Thursday, August 18, 2011

Some Decisions Can Wait


I know for a fact that I’m a highly ambitious person. Like many others I have dreams that I want to change to reality, and successes that I want to achieve. But like few of them, I don’t really know what I precisely want to do in life.

Within a year or so, I will probably be a university graduate. It’s a big deal of course, because that is when people really start to take you seriously and maybe the point when YOU start to take yourself seriously. But I haven’t done that yet. I’ve always had a knack for creativity - from writing, to photography, to painting - I can proudly say that at some point or the other, I’ve tried it all! (Though I do admit that the people I draw have not evolved from being stick figures).

I wanted to be a photographer someday, and be the proud owner of a studio, and be able to capture the essence of beautiful people and present it to the world through my lens. I wanted to tour around the world, with appointments and photo shoots in Paris or London! But then I lost interest eventually and gave away all the digital photography books and magazines I owned. Then I wanted to be a calligraphy artist. I began writing in various forms of Old English Gothic handwriting, but alas! The ink pot of my calligraphy set dried and I lost interest again. And hence, I’m now stuck with a handwriting that is neither slanting, nor straight, nor cursive.

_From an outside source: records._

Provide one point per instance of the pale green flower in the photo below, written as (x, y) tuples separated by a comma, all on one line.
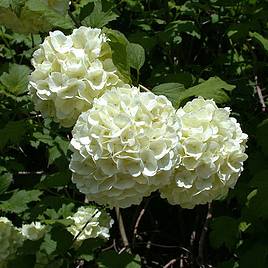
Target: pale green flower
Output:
[(125, 147), (90, 222), (69, 72), (212, 154)]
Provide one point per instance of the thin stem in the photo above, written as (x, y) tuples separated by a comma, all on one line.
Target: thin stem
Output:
[(261, 99), (121, 228), (200, 258), (84, 227), (144, 88)]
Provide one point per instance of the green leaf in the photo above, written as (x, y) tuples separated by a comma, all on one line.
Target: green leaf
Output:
[(225, 231), (24, 261), (65, 239), (170, 90), (111, 259), (90, 245), (12, 133), (260, 39), (19, 201), (5, 181), (98, 18), (254, 255), (175, 28), (16, 80), (118, 43), (36, 16), (214, 88), (135, 55), (49, 245)]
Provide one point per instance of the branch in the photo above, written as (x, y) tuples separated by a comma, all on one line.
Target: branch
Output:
[(261, 99), (170, 263), (135, 231), (121, 228), (200, 258)]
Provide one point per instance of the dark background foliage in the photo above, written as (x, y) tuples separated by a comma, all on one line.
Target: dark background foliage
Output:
[(220, 44)]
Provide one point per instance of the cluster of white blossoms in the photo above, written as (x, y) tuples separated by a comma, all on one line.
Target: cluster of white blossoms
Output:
[(89, 222), (212, 153), (10, 240), (70, 71), (33, 231), (126, 143), (125, 146)]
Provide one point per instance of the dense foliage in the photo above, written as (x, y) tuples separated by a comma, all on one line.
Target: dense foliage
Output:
[(216, 49)]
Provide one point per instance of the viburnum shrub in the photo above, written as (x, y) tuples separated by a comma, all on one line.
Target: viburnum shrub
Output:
[(125, 147), (95, 167), (212, 153), (70, 71), (128, 143)]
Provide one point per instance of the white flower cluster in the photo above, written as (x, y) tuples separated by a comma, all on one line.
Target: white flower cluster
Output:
[(89, 222), (10, 240), (70, 71), (33, 231), (212, 154), (125, 146)]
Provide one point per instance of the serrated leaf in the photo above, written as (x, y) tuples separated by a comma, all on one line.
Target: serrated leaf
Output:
[(89, 245), (49, 246), (170, 90), (225, 231), (135, 55), (19, 201), (65, 239), (44, 138), (5, 181), (35, 16), (12, 133), (118, 43), (16, 80), (175, 28), (99, 18), (24, 261), (214, 88), (260, 39)]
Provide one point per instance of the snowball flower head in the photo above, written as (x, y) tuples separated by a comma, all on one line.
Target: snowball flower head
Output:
[(124, 147), (70, 71), (212, 154), (90, 222), (33, 231), (10, 240)]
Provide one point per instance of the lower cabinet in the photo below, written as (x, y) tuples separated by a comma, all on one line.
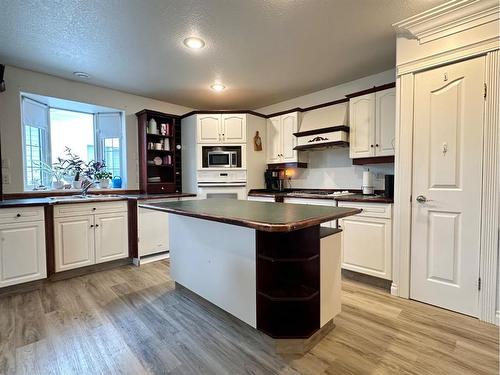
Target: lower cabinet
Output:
[(367, 240), (22, 247), (84, 240)]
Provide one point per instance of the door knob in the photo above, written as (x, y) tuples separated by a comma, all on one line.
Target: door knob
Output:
[(421, 199)]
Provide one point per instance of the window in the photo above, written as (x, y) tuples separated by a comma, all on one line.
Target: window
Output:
[(88, 131)]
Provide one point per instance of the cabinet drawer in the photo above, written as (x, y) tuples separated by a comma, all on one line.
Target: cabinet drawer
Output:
[(21, 214), (65, 210), (382, 210)]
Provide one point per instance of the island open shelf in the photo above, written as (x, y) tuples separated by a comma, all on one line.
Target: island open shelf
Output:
[(268, 264)]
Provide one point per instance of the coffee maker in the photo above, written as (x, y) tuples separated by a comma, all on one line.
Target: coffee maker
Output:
[(274, 179)]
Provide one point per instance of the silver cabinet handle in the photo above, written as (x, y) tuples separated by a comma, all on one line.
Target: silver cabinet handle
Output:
[(421, 199)]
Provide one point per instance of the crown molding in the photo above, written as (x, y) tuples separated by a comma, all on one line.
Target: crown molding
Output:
[(447, 19)]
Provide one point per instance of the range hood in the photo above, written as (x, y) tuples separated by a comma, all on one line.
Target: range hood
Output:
[(318, 133)]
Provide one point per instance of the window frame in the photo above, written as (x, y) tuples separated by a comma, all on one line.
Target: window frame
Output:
[(99, 147)]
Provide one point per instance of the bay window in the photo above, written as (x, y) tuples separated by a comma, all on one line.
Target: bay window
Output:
[(91, 132)]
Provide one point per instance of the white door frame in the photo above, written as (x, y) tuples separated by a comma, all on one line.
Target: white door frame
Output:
[(490, 185)]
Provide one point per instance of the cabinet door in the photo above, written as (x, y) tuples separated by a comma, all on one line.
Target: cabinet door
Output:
[(289, 141), (74, 242), (153, 231), (273, 140), (209, 128), (111, 237), (385, 126), (362, 126), (22, 253), (366, 246), (234, 128)]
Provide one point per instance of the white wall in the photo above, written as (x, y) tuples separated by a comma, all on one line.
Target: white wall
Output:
[(18, 80), (333, 168)]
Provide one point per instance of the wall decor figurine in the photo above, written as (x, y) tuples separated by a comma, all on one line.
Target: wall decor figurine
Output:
[(257, 142)]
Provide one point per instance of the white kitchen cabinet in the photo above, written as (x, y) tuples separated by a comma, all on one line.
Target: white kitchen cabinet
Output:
[(74, 242), (111, 237), (281, 140), (372, 119), (233, 127), (221, 128), (22, 246), (209, 128), (82, 239), (367, 239), (153, 231)]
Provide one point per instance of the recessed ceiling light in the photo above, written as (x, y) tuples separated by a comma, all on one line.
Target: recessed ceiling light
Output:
[(218, 87), (194, 42), (81, 74)]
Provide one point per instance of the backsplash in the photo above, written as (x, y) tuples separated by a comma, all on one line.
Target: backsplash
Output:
[(333, 169)]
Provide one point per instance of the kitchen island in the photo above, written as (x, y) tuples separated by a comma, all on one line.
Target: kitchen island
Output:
[(268, 264)]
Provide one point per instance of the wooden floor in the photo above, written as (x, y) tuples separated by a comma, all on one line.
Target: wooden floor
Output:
[(132, 321)]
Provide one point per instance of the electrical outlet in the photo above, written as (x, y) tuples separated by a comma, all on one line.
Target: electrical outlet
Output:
[(6, 179)]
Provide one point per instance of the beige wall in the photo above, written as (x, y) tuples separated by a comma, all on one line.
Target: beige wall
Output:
[(333, 168), (18, 80)]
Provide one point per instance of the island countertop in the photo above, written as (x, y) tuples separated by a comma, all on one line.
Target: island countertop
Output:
[(264, 216)]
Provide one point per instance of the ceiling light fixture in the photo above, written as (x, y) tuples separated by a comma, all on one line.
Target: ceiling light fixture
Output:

I can vividly recall wanting to be a psychologist at some point in my life. I was always told that I give fairly good advice, and I can deal well with people since I’m a “peoples’ person”. And no I haven’t yet lost interest in that. It’s just that the place I study in, does not really have many options when it comes to studying Psychology. But there was one subject that I studied back in school - Business Studies - that had a certain segment called ‘Marketing’, that seemed to have grasped my attention. I am not trying to imply that I did fairly well in the subject, because it was quite the contrary. Although, eventually I did realize that my grades ceased to matter. It was the entire idea of the subject that enthralled me. And after much analysis I realized that so far all my ‘phases’ had one thing in common - they all dealt with either creativity or communicating with people. And that is when I instantly pictured myself sitting on a revolving chair in a lavish office, and communicating with people about the ideas and the world that is inside my head.

But maybe it’s still okay to be unsure of what we want to be in life. Maybe this still isn’t my time to take hardcore decisions. I can still make mistakes, correct them, and try a different mistake each day till I get it right. And maybe this way when someday some random person asks me about my dream job, I can respond with pride that “I am actually living my dream right now”.